Civil Rights
Jim Crow
Jim Crow laws were a set of "black codes" designed to perpetuate a system of racism and near-slavery for African-Americans, predominantly in the South. The Jim Crow laws existed from the end of the Civil War until the Civil Rights movement -- nearly a century. Jim Crow laws represent a clear case of how racism becomes institutionalized. In the case of the Jim Crow laws, racism was embedded into legal and social codes. Jim Crow made it so that slavery never really ended; African-Americans were excluded from participating in economic, social, and political life in America. The Jim Crow laws included those related to segregation of schools and segregation of public spaces.
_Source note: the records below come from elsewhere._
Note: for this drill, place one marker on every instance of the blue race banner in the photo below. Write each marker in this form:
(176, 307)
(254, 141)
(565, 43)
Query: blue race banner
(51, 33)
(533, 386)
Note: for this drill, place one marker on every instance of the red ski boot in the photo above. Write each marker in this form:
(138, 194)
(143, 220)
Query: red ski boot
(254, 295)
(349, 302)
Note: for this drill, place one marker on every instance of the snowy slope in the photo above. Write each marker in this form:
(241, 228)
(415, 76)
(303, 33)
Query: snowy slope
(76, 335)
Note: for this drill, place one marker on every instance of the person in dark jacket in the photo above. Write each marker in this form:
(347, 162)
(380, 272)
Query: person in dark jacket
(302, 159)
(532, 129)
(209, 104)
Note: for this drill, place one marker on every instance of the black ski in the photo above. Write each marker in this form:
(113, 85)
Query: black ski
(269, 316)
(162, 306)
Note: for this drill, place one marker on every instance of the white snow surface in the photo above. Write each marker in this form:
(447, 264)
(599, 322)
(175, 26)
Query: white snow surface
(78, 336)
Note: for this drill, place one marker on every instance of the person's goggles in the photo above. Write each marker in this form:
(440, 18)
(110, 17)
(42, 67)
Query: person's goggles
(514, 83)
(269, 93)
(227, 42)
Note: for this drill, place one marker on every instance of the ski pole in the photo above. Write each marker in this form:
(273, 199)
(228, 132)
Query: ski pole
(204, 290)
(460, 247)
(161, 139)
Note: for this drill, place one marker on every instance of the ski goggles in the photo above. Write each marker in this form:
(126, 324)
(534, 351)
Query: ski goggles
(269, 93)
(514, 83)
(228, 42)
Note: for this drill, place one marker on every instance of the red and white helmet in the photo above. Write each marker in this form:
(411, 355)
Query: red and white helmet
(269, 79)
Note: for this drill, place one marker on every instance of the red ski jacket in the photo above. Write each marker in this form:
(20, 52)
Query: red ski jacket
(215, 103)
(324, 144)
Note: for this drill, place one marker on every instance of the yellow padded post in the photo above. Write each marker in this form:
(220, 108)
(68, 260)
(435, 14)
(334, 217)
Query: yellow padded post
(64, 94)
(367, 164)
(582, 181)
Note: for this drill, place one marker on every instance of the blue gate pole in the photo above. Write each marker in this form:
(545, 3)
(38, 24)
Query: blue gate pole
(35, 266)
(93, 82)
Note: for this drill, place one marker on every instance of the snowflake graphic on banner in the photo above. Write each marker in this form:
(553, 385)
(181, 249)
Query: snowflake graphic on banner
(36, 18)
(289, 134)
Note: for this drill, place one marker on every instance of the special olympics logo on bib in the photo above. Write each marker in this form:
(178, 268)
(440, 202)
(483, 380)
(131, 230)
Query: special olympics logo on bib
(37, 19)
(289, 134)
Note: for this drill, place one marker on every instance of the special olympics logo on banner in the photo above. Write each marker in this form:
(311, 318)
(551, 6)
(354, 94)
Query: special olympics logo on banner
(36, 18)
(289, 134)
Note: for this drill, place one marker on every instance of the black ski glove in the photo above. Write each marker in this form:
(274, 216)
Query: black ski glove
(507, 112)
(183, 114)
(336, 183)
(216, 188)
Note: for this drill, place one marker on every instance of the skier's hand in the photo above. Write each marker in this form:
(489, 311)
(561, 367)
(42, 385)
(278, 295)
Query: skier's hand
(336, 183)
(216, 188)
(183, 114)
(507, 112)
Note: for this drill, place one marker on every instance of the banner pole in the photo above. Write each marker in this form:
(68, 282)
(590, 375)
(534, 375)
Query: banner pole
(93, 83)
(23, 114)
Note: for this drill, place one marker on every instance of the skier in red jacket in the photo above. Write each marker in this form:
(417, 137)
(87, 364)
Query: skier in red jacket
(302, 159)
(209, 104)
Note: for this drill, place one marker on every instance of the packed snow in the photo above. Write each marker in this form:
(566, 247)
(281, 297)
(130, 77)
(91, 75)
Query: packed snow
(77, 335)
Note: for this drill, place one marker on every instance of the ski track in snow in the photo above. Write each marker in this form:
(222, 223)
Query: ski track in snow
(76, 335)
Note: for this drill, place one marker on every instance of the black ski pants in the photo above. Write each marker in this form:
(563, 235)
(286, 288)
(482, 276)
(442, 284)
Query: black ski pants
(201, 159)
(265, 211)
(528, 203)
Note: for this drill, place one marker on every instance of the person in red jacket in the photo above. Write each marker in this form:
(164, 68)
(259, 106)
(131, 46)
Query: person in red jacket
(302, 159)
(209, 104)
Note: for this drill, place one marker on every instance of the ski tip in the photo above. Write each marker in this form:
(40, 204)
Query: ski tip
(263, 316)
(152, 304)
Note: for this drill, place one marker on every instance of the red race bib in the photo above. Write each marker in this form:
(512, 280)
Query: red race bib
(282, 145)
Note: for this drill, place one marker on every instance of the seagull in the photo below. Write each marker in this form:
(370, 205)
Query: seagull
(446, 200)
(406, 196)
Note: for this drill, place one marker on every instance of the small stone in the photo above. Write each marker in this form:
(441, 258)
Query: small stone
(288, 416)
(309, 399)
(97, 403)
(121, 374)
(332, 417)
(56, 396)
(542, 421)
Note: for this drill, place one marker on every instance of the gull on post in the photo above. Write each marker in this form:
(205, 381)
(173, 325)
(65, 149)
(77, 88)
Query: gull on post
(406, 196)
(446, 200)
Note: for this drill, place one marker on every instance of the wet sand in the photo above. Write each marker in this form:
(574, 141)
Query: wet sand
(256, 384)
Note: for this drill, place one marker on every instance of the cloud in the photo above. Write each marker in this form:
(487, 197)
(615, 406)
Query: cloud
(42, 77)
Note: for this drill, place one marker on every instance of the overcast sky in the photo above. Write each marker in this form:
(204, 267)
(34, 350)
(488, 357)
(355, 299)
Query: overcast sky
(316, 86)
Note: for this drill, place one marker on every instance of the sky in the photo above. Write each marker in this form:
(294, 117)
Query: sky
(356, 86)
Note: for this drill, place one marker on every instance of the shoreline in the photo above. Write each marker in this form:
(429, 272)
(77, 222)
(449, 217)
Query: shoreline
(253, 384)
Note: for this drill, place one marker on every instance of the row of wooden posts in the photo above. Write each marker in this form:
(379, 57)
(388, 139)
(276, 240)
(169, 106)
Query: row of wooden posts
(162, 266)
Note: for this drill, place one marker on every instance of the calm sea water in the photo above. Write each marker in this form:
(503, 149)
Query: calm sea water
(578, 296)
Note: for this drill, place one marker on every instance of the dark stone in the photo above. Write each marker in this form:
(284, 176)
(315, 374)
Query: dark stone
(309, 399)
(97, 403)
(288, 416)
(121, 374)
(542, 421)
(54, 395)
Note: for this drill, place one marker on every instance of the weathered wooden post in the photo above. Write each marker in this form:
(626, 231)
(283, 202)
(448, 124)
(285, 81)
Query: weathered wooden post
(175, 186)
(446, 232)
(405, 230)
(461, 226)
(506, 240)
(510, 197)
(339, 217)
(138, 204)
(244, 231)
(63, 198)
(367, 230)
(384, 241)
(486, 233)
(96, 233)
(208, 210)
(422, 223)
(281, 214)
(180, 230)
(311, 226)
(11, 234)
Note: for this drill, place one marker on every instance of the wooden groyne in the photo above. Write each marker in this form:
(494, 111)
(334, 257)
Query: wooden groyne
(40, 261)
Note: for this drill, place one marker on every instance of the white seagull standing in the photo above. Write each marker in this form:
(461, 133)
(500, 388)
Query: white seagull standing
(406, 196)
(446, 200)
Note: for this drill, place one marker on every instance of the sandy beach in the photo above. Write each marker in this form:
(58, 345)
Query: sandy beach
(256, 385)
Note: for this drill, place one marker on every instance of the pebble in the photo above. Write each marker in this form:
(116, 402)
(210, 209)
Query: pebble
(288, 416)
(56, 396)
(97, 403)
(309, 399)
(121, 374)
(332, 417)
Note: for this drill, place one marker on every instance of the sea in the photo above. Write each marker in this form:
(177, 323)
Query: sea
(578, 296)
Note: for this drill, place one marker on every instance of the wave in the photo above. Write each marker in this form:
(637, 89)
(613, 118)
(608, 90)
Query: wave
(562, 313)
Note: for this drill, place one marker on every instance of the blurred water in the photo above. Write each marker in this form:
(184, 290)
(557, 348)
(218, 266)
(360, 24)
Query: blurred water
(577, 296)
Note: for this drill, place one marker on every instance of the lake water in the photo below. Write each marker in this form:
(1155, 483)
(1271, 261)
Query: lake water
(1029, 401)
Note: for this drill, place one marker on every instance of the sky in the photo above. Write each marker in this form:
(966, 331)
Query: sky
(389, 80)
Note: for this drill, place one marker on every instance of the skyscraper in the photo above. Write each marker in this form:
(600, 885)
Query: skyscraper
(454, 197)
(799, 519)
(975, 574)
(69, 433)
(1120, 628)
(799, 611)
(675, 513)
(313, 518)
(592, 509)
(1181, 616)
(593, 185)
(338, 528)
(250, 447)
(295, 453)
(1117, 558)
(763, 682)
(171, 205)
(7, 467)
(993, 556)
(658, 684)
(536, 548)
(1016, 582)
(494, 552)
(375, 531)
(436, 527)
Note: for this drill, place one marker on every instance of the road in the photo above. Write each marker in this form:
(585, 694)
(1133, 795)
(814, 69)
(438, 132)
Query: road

Black people had to drink from different water fountains, eat in different restaurants, and sit in a different part of the bus. Moreover, Jim Crow laws led to the labeling and stigmatizing of African-Americans as criminals. This has caused generations of African-Americans to mistrust the white dominant culture and its system of laws.
Brown V. Board Case
Brown vs. The Board of Education of Topeka was a landmark Supreme Court case that overturned an earlier ruling called Plessy vs. Ferguson, which was the entrenchment of school segregation. With Brown vs. The Board of Education, segregation in public schools was outlawed. Schools were then legally obliged to be integrated, leading to a tremendous transformation of American society in the affected communities. Brown vs. The Board of Education ruling was passed in 1954. The ruling was based on the Constitutional Rights of equal protection under the law, guaranteed by the Fourteenth Amendment. It was ruled that separate schools are by definition not equal schools. The fact remained that African-American schools were impoverished, and therefore African-American students were denied access to educational services.